His throat moves with a hard swallow. “What if I don’t know how to fight this?”
“You don’t have to fight it alone.”
***
We’re back at the penthouse when everything finally unravels. The moment the door closes behind us, something shifts. Grayson doesn’t speak, doesn’t move. He just watches me like I’m the only solid thing left in a world that won’t stop spinning.
“You still think you’re not worthy of this?” I ask, walking toward him, my voice softer now.
He doesn’t answer. Instead, he steps forward, cupping my face in both hands, his mouth capturing mine in a kiss that says everything he can’t. It’s deep, demanding, raw. His touch is fire. His body, a storm. His hands trail down my sides, slipping beneath my blouse, pushing it over my head. His lips are everywhere, my throat, my collarbone, the sensitive skin just above the lace of my bra.
“You said I didn’t choose my name,” he murmurs, voice rough. “But I chose you. Over and over again.”
He lifts me in one fluid motion. I wrap my legs around his waist as he carries me to the bedroom, shedding clothes with each step. When he lays me down, his eyes trace over every inch of me, hungry, reverent.
He kisses my belly first. Then everything else.
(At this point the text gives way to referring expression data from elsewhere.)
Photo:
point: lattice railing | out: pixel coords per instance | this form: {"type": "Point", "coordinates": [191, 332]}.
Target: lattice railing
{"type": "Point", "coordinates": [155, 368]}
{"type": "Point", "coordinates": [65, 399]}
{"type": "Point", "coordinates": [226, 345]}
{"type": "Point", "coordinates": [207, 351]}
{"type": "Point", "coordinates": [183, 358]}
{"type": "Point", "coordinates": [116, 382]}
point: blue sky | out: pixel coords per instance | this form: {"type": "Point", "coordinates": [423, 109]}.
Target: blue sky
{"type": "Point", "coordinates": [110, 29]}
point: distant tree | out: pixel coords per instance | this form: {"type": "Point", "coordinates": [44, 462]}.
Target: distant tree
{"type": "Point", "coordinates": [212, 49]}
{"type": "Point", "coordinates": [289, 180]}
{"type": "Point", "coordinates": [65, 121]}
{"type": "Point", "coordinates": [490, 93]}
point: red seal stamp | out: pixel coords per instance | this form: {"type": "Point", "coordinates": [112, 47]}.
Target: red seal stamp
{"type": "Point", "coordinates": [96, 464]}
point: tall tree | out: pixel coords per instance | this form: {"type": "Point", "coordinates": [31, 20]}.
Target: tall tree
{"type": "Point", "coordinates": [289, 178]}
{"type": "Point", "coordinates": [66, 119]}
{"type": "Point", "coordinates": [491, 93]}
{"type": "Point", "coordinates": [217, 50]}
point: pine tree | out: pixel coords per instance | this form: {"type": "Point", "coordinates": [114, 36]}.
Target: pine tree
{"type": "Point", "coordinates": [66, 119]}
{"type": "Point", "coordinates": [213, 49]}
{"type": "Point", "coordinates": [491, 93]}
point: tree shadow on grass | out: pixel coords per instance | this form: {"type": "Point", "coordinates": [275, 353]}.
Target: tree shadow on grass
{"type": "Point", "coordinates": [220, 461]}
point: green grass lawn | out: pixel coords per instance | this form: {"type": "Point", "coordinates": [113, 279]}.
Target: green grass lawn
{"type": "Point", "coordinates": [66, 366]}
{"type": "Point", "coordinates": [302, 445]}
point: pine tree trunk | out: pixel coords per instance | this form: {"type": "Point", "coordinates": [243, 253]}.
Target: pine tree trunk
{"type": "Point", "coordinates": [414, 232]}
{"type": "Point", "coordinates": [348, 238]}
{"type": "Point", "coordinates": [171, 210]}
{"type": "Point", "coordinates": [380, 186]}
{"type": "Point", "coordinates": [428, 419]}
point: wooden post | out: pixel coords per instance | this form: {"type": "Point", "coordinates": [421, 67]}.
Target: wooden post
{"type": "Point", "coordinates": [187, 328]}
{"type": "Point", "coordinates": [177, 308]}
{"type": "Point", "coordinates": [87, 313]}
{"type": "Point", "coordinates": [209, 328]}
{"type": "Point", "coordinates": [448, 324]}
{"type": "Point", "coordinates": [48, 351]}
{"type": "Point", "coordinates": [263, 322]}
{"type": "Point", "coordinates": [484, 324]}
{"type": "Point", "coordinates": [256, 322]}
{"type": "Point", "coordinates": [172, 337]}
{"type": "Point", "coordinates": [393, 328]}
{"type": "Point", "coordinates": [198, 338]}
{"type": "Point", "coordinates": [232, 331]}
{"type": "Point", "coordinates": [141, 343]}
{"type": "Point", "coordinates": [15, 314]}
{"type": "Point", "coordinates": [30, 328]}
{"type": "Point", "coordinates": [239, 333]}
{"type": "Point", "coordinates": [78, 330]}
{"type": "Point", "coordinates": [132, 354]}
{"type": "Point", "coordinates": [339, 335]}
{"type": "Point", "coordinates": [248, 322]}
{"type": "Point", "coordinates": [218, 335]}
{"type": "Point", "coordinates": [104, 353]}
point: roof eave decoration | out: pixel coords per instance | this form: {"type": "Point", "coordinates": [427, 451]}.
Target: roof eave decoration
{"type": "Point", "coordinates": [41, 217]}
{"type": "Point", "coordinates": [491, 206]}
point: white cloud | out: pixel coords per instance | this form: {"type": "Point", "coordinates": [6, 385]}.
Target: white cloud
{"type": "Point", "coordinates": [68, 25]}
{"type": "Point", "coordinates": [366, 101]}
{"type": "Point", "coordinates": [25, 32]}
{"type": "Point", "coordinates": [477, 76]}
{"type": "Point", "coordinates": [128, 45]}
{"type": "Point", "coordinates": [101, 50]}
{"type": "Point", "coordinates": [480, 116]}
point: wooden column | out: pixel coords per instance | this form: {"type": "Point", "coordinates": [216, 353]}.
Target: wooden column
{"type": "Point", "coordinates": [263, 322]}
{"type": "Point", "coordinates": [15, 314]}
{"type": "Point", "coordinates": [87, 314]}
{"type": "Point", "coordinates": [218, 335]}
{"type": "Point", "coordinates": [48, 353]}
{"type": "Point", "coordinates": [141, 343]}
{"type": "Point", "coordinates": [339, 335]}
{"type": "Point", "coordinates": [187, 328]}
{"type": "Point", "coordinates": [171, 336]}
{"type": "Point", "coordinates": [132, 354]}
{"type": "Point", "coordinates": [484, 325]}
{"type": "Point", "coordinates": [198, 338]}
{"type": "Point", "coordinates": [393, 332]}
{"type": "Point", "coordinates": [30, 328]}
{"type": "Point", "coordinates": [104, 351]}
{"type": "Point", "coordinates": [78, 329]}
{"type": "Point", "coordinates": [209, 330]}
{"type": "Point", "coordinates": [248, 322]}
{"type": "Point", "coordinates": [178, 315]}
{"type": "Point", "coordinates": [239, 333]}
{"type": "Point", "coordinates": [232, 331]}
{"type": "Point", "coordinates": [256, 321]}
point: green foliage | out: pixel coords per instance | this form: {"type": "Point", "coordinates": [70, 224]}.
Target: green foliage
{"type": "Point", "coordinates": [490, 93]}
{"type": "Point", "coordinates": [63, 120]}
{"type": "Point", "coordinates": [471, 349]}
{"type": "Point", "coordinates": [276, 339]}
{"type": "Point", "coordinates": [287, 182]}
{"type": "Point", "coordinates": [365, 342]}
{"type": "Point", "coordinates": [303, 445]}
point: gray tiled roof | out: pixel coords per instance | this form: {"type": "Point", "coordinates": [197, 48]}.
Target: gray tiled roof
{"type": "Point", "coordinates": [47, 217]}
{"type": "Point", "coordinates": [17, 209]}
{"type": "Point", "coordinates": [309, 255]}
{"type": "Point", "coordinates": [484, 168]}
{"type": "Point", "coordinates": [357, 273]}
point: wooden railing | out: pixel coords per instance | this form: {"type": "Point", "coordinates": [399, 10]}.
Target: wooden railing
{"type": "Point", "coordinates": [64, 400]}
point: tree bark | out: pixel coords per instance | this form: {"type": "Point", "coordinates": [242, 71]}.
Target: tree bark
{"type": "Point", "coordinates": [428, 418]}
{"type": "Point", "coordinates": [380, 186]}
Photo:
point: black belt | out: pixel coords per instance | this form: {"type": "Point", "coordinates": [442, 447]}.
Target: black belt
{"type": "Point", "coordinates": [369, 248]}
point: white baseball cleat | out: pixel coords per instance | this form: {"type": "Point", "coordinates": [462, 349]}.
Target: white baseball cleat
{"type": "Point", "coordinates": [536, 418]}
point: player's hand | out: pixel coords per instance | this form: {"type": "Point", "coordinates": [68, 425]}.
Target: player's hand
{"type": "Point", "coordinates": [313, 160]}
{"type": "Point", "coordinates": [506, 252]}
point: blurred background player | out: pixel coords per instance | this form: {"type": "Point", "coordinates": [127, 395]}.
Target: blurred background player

I gasp when his tongue finds me, wet and aching. My fingers twist in his hair, thighs trembling. He licks, sucks my pussy and drives me to the edge and back, until I cry out his name. When he finally slides his dick inside me, it’s with a groan that rumbles through his chest. We move together like fire meeting air, furious, breathless, inevitable.
“Mine,” he growls into my ear.
“Always,” I gasp.
When we fall apart together, it’s with hands clutching, bodies shaking, hearts wide open. We don’t need blood to define us. We have this.